Opinião

Trapaça no esporte

O Estado de S.Paulo
Lance Armstrong considerava-se invencível. Sete vezes campeão da Volta da França, a mais importante corrida de bicicletas do mundo, entre 1999 e 2005, o americano talvez fosse o mais próximo que um atleta já chegou da imagem de um "super-homem". Sobrevivente de um câncer nos testículos aos 25 anos, Lance tornou-se símbolo de superação e capacidade de vencer. Dedicado igualmente à caridade e à mobilização de recursos para ajudar doentes de câncer, tornou-se o herói de uma geração de aficionados do ciclismo. Em outubro do ano passado, porém, uma exaustiva investigação da Agência Americana Antidoping (Usada) concluiu que Lance só era super-homem porque fazia uso extensivo e sistemático de doping, no "mais sofisticado, profissionalizado e bem-sucedido esquema de dopagem da história do esporte". Até então, todas as suspeitas em relação ao ciclista eram tratadas por seus fãs e por ele como fruto de "inveja". No dia 18 de janeiro passado, porém, o ex-atleta foi ao programa de TV da apresentadora Oprah Winfrey para confirmar que, sim, ele enganara o mundo.

O escândalo de Lance é um caso extremo, que beira a patologia, mas serve para reafirmar as suspeitas de que o esporte de alta performance está aberto ao uso de substâncias que melhoram o desempenho atlético e o sistema existente para flagrar essa prática fraudulenta é miseravelmente falho.

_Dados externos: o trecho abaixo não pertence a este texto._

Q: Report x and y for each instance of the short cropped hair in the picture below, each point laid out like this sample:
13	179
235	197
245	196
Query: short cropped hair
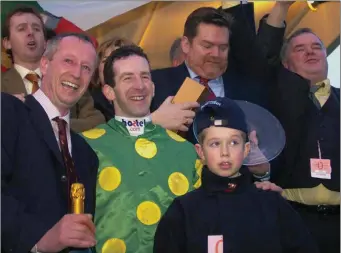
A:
297	33
120	53
53	43
6	33
206	15
114	43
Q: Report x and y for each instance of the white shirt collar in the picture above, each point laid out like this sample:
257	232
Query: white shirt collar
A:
24	71
194	75
50	108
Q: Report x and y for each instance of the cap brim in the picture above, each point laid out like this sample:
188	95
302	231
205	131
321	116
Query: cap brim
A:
269	131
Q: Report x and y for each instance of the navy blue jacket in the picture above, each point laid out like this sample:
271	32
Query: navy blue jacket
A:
250	220
33	189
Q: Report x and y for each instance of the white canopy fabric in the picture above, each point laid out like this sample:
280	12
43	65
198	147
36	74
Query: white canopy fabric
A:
89	14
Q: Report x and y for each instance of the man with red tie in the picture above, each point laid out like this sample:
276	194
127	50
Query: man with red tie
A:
24	38
42	157
206	43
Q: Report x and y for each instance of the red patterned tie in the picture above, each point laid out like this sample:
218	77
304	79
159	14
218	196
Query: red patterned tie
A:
33	78
68	162
204	82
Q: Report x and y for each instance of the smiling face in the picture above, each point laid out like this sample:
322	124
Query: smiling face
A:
67	75
26	39
223	150
207	53
134	89
307	57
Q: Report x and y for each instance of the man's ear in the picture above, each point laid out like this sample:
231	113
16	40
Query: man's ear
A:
109	92
200	152
6	43
185	44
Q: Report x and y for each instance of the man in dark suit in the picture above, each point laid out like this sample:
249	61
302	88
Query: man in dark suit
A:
24	37
42	157
309	109
206	43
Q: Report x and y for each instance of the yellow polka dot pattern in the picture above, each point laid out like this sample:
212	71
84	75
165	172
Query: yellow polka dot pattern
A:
114	245
175	136
178	183
94	133
145	148
198	168
109	178
148	213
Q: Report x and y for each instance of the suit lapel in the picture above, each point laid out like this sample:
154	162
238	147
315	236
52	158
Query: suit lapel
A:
12	82
78	159
41	122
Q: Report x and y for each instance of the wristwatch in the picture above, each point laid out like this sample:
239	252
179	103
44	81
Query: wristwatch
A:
265	177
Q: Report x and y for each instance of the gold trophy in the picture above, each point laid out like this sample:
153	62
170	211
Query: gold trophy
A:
77	197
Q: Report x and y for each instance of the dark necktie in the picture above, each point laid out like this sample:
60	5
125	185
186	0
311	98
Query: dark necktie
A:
204	81
313	90
68	162
33	78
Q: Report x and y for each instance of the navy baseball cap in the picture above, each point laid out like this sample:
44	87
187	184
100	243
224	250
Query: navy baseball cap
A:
221	112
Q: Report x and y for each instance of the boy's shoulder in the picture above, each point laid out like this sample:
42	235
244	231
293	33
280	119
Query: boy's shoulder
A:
190	198
265	195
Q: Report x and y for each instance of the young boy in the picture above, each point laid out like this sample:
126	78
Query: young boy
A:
228	213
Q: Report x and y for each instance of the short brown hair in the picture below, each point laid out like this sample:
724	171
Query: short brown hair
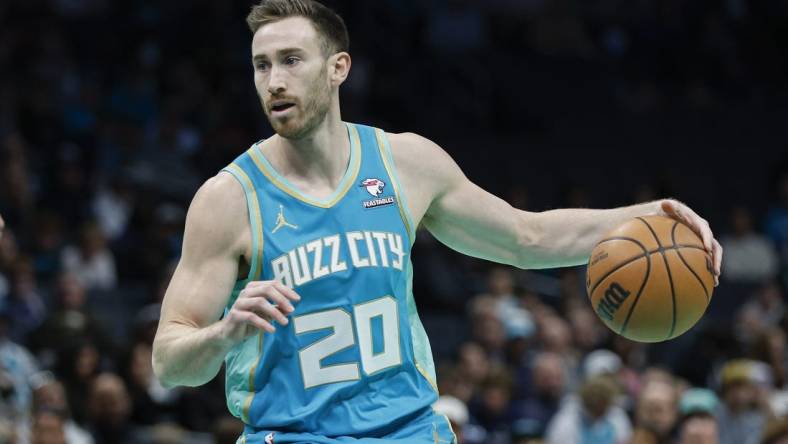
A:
329	24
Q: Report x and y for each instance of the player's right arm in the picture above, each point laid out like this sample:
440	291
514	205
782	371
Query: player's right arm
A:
192	341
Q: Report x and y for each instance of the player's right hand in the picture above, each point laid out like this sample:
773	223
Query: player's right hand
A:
258	305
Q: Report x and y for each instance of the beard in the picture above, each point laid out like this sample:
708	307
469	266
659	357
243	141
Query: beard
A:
307	115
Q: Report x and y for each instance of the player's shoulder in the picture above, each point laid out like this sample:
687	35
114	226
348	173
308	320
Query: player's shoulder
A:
221	195
414	151
222	189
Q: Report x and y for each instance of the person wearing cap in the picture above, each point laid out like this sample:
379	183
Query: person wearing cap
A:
744	410
593	417
656	410
698	424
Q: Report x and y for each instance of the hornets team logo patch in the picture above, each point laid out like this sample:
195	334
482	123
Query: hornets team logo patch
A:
375	188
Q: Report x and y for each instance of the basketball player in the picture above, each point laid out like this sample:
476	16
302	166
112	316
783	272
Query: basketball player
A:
296	266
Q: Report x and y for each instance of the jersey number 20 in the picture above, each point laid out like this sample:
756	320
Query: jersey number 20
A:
342	322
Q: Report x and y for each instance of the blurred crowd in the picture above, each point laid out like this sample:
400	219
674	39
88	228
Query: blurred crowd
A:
113	113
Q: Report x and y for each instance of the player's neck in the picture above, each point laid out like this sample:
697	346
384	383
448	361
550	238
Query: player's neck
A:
321	157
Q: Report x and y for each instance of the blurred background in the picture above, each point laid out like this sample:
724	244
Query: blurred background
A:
113	113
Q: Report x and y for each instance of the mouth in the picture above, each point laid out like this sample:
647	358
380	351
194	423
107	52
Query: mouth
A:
281	107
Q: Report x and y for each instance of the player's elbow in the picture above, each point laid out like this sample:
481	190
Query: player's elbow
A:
162	367
529	244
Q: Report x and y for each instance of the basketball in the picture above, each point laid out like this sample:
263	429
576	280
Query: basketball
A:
650	279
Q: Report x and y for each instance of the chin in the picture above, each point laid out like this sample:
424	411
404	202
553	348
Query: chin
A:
289	131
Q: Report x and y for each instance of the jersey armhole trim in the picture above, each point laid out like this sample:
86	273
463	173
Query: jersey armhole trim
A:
388	163
255	220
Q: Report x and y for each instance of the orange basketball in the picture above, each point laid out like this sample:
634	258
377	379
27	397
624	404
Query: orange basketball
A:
650	279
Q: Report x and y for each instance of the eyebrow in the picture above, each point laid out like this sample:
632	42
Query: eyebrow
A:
280	52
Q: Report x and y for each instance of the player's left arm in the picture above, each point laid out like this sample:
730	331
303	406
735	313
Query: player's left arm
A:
473	221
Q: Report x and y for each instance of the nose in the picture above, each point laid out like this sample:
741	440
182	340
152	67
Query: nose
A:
276	82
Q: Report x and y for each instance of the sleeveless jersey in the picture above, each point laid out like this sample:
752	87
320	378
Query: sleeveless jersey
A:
354	363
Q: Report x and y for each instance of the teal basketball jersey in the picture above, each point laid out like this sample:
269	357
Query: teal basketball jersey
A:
354	363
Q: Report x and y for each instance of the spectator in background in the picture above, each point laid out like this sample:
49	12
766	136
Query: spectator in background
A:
699	429
548	384
71	323
698	424
25	307
457	413
91	262
491	408
109	412
77	367
749	256
16	366
594	418
776	432
744	410
48	428
48	244
657	410
112	207
49	394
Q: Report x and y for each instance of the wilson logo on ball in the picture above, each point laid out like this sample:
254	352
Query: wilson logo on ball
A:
614	296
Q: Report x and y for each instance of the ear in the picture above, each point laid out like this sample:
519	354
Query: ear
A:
338	68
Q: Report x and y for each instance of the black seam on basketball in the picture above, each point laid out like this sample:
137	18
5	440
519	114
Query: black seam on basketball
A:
670	276
633	259
672	295
637	297
678	251
623	264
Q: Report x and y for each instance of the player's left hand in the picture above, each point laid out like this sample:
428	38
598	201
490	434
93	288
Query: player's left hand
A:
677	210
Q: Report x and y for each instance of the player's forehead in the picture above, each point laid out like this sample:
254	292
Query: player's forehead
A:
289	33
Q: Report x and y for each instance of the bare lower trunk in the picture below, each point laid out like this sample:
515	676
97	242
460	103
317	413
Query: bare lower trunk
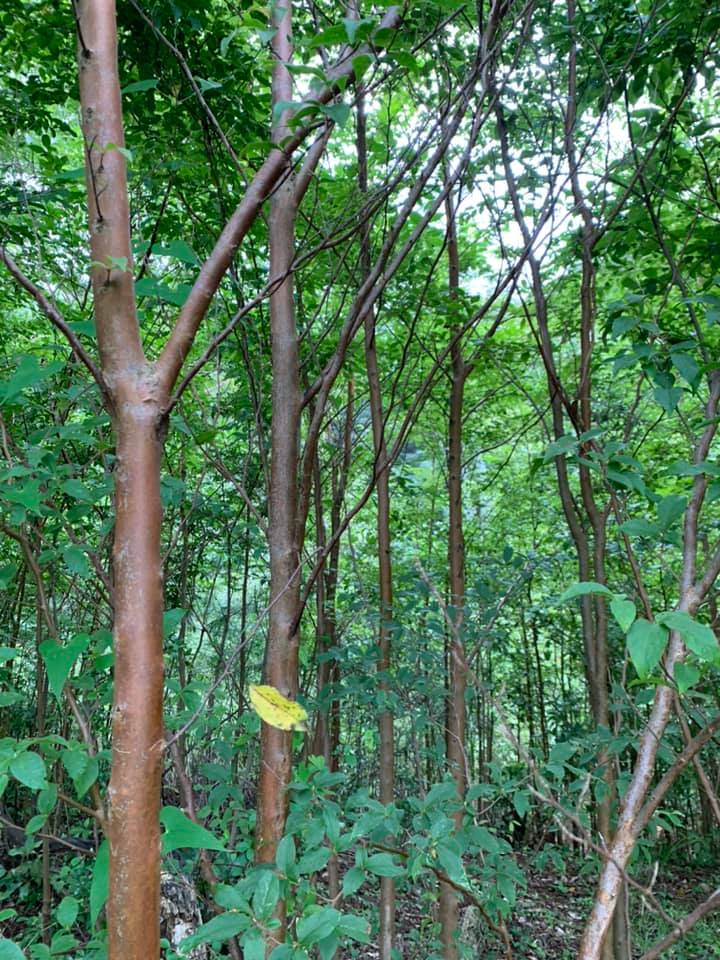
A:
137	728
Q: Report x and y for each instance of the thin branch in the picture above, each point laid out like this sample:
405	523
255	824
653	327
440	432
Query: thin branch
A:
55	317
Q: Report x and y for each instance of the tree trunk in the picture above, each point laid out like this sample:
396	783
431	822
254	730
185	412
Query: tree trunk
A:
457	665
385	717
281	654
136	402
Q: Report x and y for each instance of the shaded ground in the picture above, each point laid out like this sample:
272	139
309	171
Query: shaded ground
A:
549	916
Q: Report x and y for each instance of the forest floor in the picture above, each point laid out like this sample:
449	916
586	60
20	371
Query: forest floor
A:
549	915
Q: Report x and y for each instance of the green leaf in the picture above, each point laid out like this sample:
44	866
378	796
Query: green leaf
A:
99	883
62	943
77	490
561	447
179	250
67	911
181	832
10	950
686	367
353	880
60	659
624	612
685	675
87	778
327	947
670	509
639	528
253	945
521	802
337	112
450	860
317	926
35	823
29	373
266	894
698	637
47	799
139	86
283	951
668	397
314	860
582	589
29	768
383	865
75	762
646	645
172	620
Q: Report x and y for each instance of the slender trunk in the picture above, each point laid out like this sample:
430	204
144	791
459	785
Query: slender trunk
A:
281	654
457	665
136	401
385	717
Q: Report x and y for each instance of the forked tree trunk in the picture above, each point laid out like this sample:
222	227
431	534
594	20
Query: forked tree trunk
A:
136	402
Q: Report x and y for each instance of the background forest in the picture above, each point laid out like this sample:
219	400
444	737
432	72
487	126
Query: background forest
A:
399	396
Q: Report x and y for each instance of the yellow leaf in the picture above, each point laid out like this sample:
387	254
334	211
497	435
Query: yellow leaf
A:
275	709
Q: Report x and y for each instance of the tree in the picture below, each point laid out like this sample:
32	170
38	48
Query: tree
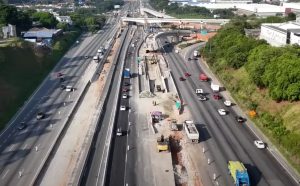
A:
45	18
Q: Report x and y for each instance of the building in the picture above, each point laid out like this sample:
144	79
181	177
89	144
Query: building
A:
280	34
64	19
42	36
9	31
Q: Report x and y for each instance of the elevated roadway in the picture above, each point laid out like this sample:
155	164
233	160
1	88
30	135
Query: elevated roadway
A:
173	20
22	152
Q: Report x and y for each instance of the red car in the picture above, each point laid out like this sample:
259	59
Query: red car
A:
217	96
187	74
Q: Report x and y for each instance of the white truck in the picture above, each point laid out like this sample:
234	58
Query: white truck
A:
191	131
215	87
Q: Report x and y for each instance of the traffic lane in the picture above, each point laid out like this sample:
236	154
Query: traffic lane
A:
95	162
238	152
266	161
251	149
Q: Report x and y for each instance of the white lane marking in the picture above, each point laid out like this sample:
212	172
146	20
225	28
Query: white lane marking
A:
12	146
5	174
25	147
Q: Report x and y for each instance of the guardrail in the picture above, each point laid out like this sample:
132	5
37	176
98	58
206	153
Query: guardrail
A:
102	102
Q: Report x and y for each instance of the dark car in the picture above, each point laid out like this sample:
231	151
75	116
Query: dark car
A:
187	74
239	119
62	87
217	96
181	79
22	126
40	116
202	97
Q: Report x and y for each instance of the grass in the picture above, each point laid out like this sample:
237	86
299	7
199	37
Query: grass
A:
244	92
22	71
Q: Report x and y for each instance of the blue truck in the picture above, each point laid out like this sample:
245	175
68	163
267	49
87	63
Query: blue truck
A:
126	73
239	173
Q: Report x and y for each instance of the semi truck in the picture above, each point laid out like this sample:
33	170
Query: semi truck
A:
191	131
239	173
126	73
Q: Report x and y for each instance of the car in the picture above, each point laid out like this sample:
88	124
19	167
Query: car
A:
259	144
217	96
59	74
222	112
181	79
62	87
22	126
40	115
239	119
199	91
202	98
69	88
187	74
122	108
227	103
119	132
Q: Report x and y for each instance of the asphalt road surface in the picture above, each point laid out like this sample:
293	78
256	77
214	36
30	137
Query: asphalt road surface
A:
23	151
223	137
94	173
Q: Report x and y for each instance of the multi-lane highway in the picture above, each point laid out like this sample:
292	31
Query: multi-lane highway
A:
223	137
97	163
23	152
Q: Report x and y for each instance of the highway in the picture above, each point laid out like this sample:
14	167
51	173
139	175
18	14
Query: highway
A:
222	136
95	174
22	152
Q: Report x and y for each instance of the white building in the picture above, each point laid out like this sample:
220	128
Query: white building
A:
280	34
64	19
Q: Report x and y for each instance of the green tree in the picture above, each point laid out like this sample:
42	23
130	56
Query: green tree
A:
45	18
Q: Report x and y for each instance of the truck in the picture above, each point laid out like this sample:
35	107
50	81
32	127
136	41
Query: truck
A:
239	173
215	87
203	77
126	73
191	131
196	54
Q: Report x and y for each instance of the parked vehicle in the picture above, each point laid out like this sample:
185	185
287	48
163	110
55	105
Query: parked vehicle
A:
239	173
203	77
191	131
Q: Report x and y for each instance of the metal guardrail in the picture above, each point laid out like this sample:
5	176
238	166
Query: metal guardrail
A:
107	88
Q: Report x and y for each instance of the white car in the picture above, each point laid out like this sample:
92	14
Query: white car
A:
122	108
119	132
222	112
199	91
259	144
227	103
124	96
69	88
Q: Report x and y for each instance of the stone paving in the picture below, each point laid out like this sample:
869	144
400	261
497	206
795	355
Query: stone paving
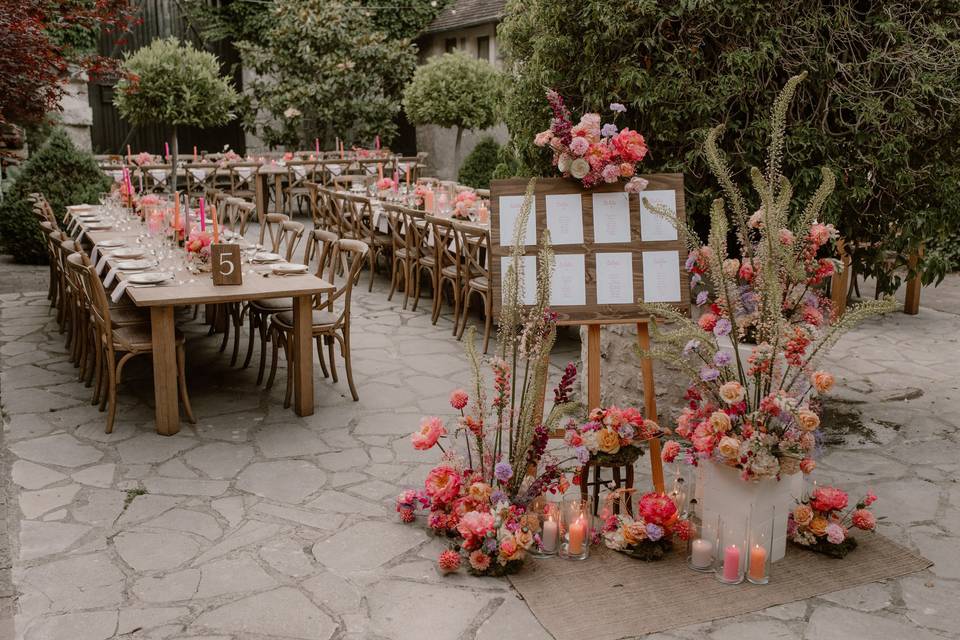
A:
257	524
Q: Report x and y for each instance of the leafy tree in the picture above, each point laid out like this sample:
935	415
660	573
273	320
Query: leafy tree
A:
881	105
325	71
454	90
64	175
41	40
173	84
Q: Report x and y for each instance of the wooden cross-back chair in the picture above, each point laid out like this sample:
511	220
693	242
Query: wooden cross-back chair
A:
330	319
473	244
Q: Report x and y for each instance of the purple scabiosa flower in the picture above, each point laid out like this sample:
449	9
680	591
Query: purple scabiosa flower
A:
722	328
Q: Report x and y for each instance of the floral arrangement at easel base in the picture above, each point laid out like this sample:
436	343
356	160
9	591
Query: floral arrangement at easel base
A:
820	523
758	413
592	152
478	498
650	535
611	436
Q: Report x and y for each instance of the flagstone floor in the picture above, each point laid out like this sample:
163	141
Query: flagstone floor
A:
256	524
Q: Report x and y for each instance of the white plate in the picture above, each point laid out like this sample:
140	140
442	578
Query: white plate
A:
135	265
129	253
149	277
288	269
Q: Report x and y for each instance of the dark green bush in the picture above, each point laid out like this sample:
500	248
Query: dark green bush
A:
62	173
478	167
880	106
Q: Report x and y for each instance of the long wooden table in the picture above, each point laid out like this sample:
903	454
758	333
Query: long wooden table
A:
162	300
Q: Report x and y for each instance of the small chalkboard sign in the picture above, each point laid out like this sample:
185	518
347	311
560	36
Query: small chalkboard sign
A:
225	260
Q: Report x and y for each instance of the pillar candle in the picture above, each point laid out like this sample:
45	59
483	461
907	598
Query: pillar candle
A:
758	562
731	563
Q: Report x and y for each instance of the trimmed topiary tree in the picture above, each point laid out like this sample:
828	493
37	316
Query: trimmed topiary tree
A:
478	167
454	90
176	85
64	175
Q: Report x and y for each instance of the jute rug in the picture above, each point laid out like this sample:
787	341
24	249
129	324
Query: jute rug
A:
611	596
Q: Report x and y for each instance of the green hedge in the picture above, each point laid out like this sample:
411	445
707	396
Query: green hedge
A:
62	173
478	167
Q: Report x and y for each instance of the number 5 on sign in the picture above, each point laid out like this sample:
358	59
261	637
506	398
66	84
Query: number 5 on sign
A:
225	259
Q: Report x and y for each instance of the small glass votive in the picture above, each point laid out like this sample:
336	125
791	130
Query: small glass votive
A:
546	519
576	529
702	549
761	548
731	556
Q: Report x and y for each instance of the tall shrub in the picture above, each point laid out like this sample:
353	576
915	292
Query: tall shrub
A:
64	175
881	105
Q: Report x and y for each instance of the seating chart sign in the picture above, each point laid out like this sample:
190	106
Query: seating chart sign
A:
611	252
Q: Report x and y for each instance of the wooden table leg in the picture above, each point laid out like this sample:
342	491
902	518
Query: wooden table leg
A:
303	359
165	370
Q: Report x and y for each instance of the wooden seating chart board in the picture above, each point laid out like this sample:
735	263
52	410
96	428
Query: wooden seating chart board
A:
611	253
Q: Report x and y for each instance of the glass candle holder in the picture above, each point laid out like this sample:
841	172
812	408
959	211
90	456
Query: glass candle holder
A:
731	556
576	521
548	522
702	549
761	547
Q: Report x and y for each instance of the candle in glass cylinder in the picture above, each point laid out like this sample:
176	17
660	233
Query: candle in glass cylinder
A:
731	563
758	562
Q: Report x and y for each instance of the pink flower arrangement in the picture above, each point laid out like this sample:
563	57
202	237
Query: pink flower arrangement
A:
590	151
820	523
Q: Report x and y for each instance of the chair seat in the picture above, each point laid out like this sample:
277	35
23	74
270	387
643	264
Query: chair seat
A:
320	318
137	337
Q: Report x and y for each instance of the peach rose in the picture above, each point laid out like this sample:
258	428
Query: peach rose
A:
732	392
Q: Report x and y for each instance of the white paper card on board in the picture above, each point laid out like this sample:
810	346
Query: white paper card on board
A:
661	276
611	217
568	284
509	212
565	218
652	226
615	278
529	277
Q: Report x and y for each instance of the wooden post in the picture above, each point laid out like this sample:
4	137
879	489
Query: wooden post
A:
911	305
650	405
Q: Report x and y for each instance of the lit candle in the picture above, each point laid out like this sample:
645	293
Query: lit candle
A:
549	538
731	563
758	562
701	553
576	536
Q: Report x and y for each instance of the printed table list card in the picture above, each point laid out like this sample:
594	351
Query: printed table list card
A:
509	212
615	278
611	217
529	278
661	276
565	218
568	284
652	226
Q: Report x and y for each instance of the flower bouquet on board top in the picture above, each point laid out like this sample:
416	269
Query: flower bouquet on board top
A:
478	494
611	436
821	521
755	406
590	151
649	536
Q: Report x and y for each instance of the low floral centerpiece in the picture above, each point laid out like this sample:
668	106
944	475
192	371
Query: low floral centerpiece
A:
590	151
493	461
650	534
821	521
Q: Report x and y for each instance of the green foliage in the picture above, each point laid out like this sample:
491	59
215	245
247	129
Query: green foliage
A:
454	90
174	84
64	175
326	71
880	105
478	167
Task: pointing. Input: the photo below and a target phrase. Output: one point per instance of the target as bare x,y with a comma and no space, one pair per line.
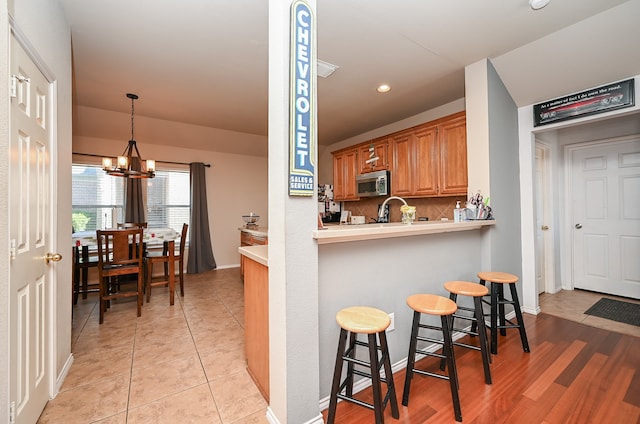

Depois de ter vencido o câncer, Lance não fez segredo de seus objetivos no esporte: "Decidi fazer qualquer coisa para ganhar". Esperava-se, claro, que fosse apenas um exagero retórico, e não o anúncio de que nenhuma barreira ética seria tão alta que não pudesse ser ultrapassada. Mas foi o que aconteceu. Durante 13 anos, o ciclista fez uso generalizado de testosterona e de EPO (Eritropoietina), hormônio sintético que aumenta a produção de glóbulos vermelhos e, assim, eleva os níveis de oxigênio no sangue. Além disso, ele se submetia a transfusões de sangue para não ser flagrado.

Lance não era o único. O esquema envolvia outros atletas de sua equipe e foi desenhado para fazê-los usar substâncias que não eram detectáveis. O ciclista dizia ter passado por mais de 500 testes antidoping e que nunca foi flagrado, mas omitiu um detalhe crucial: naquela época, os exames simplesmente não detectavam as substâncias que ele usava. Isso leva a outra questão fundamental: a indústria que produz drogas para melhorar a performance esportiva avança muito mais rapidamente que as leis e os exames. O doping do futuro próximo pode incluir alterações genéticas e regeneração de tecidos por meio de células-tronco. A composição das drogas proibidas será de tal modo sofisticada que imitará as substâncias naturais do organismo.

Por isso, para tentar desestimular o uso de doping, o escândalo de Lance Armstrong está sendo tomado como exemplar. A União Ciclística Internacional decidiu apagar o nome do americano da lista dos ganhadores da Volta da França e ninguém ocupará seu lugar, porque os organizadores suspeitam que aqueles que chegaram logo atrás de Lance também estavam dopados.

Agora, banido do esporte e com todos os seus títulos cassados, Lance está em busca de redenção. Mas seu caso não é simplesmente o de um atleta que decide se dopar para correr mais que os outros. É o de um trapaceiro profissional, que criou em torno de si uma aura de heroísmo e glória que o tornou praticamente intocável. Lance tenta agora reconstruir sua imagem na esperança de poder voltar às competições. No que concerne ao esporte em si, porém, o estrago é muito maior. O caso de Lance e o de vários outros atletas antes dele, igualmente flagrados, mostra que a oferta de substâncias para melhorar o desempenho, em esportes de alta performance, é uma ameaça que está longe de ser pontual.

Ademais, é bom que se diga, Lance Armstrong não teria sido tão bem-sucedido em sua farsa se não tivesse recebido ajuda de muita gente e se não contasse com a benevolência interessada e cúmplice de seus patrocinadores. Lance certamente pagará por seus erros, mas ele não os cometeu sozinho.